We are aware that Alcohol Beverages Australia (ABA) – a body representing the alcohol industry – made a submission to the review of the Act: re Modernising the FSANZ Act: Draft RIS in May 2021. ABA’s number one recommendation states: the only case for when the lens of public health can be considered is after first satisfying that the issue related to the primary purpose of FSANZ which is safety. This will remove all ambiguity and ensure a meaningful and appropriate work load for FSANZ officials. This should be achieved by amending section 18 to require that the regulatory measure relates directly to a food safety issue. This suggestion would, in our view be a regressive and destructive pathway. The rationale provided is that the expansion of FSANZ into public or preventive health will impact a meaningful and appropriate workload for FSANZ officials. In our view protecting public health is a key activity of these officials, not some onerous and dispensable burden.
The estimated cost of alcohol harm to Australia is $36 billion per year. In Australia, nearly 6,000 lives are lost every year and more than 144,000 people hospitalised, making alcohol use one of our nation’s greatest preventive health challenges. In addition, alcohol use is causally linked to over 200 disease and injury conditions.

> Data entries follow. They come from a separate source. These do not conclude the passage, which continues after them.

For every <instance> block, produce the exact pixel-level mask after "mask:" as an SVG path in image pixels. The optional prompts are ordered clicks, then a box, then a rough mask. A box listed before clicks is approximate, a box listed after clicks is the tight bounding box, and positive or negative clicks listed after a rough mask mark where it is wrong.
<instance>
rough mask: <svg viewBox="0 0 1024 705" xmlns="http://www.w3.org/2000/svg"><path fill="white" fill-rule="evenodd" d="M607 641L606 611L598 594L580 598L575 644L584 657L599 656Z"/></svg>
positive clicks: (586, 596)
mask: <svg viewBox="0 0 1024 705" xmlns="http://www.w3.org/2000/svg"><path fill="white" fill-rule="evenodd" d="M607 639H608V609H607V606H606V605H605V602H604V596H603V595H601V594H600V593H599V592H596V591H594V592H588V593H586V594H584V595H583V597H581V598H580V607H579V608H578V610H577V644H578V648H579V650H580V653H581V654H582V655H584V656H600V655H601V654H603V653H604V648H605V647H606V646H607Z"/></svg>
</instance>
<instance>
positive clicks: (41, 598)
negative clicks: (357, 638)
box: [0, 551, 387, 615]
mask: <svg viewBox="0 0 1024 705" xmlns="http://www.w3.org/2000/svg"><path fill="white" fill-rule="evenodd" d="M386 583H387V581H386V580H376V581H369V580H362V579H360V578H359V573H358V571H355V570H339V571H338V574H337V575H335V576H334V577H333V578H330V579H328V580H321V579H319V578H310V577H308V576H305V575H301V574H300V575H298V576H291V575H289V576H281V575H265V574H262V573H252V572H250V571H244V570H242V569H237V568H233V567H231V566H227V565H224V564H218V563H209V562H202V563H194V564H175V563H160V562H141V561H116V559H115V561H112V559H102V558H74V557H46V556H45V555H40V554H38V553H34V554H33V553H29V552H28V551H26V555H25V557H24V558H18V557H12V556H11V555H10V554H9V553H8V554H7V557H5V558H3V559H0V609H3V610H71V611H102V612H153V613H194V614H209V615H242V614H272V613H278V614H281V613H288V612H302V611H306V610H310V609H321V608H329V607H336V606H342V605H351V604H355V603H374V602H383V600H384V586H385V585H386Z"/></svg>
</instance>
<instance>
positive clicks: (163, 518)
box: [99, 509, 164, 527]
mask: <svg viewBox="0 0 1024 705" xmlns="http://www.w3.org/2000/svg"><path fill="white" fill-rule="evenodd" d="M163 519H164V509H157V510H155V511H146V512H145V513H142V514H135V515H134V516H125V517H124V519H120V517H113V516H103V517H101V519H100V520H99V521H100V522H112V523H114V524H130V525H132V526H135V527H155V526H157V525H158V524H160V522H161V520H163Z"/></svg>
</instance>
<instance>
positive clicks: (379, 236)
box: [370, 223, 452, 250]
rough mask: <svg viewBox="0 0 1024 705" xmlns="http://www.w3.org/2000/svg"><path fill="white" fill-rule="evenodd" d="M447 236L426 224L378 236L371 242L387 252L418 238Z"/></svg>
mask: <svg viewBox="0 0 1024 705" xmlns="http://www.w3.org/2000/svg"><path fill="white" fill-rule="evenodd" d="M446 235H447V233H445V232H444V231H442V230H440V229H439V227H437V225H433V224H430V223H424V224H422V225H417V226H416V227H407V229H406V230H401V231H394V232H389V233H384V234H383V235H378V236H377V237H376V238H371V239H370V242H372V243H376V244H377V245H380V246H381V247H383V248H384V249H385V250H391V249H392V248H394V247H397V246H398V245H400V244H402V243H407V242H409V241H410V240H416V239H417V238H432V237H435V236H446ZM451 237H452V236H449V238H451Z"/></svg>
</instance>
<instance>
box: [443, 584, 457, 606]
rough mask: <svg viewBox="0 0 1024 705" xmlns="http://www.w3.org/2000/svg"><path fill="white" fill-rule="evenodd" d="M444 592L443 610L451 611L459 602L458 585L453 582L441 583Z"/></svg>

A food regulatory system that is fit for purpose in achieving its primary objectives of protecting public health must be inclusive of protecting Australians from long-term health and preventable diet-related disease.
Particularly pertinent is protecting the nation’s youngest people. Two recent studies have revealed more than half of supermarket products marketed at kids are unhealthy, and similarly of 78 packaged meals and snacks marketed specifically for toddlers found that more than half contain sugars that are harmful to health, contribute to childhood obesity and many are highly processed. (Note: 1 in 4 Australian children are overweight or obese)
We must ensure that public health outcomes are prioritised ahead of the short-term commercial interests of some industry sectors. Now more than ever we should all appreciate that public health is integral to Australia’s society and economy. Undermining the FSANZ Act to exclude public health protection will jeopardise the health of the nation.
This blog is based on a co-signed letter sent from PHAA and Dietitians Australia to all Members of Parliament, as well as, state and territory Food Ministers and Minister of Health.